Rigid Bronchoscopic Placement of Fogarty Catheter as a Bronchial Blocker for One Lung Isolation and Ventilation in Infants and Children Undergoing Thoracic Surgery: A Single Institution Experience of 27 Cases
- PMID: 28607884
- PMCID: PMC5446328
- DOI: 10.1007/s12070-016-1026-9
Rigid Bronchoscopic Placement of Fogarty Catheter as a Bronchial Blocker for One Lung Isolation and Ventilation in Infants and Children Undergoing Thoracic Surgery: A Single Institution Experience of 27 Cases
Abstract
One-lung ventilation (OLV) is a challenging task in infants and children as few techniques are possible because of narrow anatomy. The aim of this study is to evaluate and experience lung isolation with Fogarty catheters as a bronchial blocker placed by rigid bronchoscope for OLV in infants and children with lung pathologies requiring surgical management in an industrial hospital. This study is a prospective study carried out in J.L.N. Hospital and Research Centre, Bhilai (CG), from January 2011 to December 2014. The study was designed to place Fogarty catheter for achieving OLV using rigid bronchoscope in children. The patient and anaesthesia characteristics, placement and positioning of Fogarty catheters, intraoperative course, complications and recovery of the patient were studied. The data were then compared with the relevant and available literature. Over the study period of 4 years, 27 cases were included, out of which 22 (81.48 %) cases had suppurative lung disease, three cases (11.11 %) had hydatid cyst of the lung, whereas one case (3.7 %) each of congenital lobar emphysema and congenital cystic adenomatoid malformation of the lung, respectively. In all cases general anaesthesia was provided using single lumen endotracheal tube and one lung ventilation achieved by parallel placement of Fogarty catheter as a bronchial blocker with rigid bronchoscope. The surgical management included thoracotomy with decortication in 21 cases, thoracotomy with excision of hydatid cyst in 3 cases, video-assisted thoracoscopic surgery, thoracotomy with left upper lobectomy and thoracotomy with left lower lobectomy in one case each, respectively. There were no major intraoperative and postoperative complications. There was no mortality in our study. We conclude that rigid bronchoscope can be safely and effectively used to place Fogarty catheter in main bronchus in infants and children for achieving OLV.

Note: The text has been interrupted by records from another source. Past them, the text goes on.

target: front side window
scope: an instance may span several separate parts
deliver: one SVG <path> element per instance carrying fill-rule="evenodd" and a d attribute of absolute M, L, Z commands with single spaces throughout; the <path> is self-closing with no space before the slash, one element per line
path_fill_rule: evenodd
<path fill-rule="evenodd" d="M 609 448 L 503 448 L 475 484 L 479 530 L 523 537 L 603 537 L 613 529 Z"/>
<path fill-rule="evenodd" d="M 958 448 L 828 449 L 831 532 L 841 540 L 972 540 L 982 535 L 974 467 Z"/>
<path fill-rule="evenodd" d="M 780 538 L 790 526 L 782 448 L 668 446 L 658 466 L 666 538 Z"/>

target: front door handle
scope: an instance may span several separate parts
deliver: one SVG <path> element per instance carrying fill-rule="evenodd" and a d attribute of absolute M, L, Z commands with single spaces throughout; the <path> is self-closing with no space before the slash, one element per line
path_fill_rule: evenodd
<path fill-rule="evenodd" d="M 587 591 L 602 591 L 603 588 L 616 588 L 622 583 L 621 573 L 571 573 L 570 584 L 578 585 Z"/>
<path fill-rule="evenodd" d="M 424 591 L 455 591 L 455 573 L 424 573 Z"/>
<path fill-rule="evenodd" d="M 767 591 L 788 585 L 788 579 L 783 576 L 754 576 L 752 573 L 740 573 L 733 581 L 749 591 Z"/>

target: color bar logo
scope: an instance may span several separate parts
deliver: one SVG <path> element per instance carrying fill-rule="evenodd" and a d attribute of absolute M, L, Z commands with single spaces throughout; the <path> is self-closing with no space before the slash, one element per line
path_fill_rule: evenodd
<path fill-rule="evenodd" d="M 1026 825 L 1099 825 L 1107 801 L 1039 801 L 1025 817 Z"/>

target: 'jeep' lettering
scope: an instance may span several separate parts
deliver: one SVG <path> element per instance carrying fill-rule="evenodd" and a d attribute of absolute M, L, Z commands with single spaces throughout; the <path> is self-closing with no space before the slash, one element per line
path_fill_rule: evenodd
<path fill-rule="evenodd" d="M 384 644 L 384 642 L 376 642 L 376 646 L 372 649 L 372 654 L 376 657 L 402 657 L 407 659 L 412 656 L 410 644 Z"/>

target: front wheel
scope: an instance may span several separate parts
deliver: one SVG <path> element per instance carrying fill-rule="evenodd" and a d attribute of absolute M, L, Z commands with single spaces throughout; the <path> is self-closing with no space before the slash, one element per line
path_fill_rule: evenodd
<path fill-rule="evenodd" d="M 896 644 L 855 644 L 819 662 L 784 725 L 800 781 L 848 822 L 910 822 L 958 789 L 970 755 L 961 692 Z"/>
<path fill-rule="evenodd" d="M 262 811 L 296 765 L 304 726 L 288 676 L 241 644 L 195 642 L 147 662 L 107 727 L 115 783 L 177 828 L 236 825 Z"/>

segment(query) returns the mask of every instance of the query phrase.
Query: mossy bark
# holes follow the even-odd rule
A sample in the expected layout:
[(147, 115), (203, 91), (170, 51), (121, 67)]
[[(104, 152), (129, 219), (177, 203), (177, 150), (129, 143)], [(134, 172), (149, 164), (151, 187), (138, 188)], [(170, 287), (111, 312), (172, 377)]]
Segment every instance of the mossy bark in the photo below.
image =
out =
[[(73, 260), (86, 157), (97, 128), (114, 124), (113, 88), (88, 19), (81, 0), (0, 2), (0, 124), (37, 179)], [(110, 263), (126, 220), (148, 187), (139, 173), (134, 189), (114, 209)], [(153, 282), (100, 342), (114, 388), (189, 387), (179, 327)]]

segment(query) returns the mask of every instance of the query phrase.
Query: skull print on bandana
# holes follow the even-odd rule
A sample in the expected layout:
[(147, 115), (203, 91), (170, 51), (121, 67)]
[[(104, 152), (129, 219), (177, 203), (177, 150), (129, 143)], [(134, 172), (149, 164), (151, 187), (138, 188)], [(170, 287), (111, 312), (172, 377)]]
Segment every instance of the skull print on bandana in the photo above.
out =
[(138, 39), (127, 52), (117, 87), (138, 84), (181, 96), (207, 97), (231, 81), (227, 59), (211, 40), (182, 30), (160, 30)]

Keywords: Bronchial blocker; Bronchoscopy; Fogarty catheters; One-lung ventilation (OLV).
Conflict of interest statement
Conflict of interest
All the authors have filled the potential conflict of interest disclosure forms and declare that they have no conflict of interest.
Ethical Approval
All procedures performed in studies involving human participants were in accordance with the ethical standards of the institutional and/or national research committee and with the 1964 Helsinki declaration and its later amendments or comparable ethical standards.
Informed Consent
Informed consent was obtained from parents of all individual participants included in the study. Additional informed consent was obtained from parents of all individual participants for whom identifying information is included in this article.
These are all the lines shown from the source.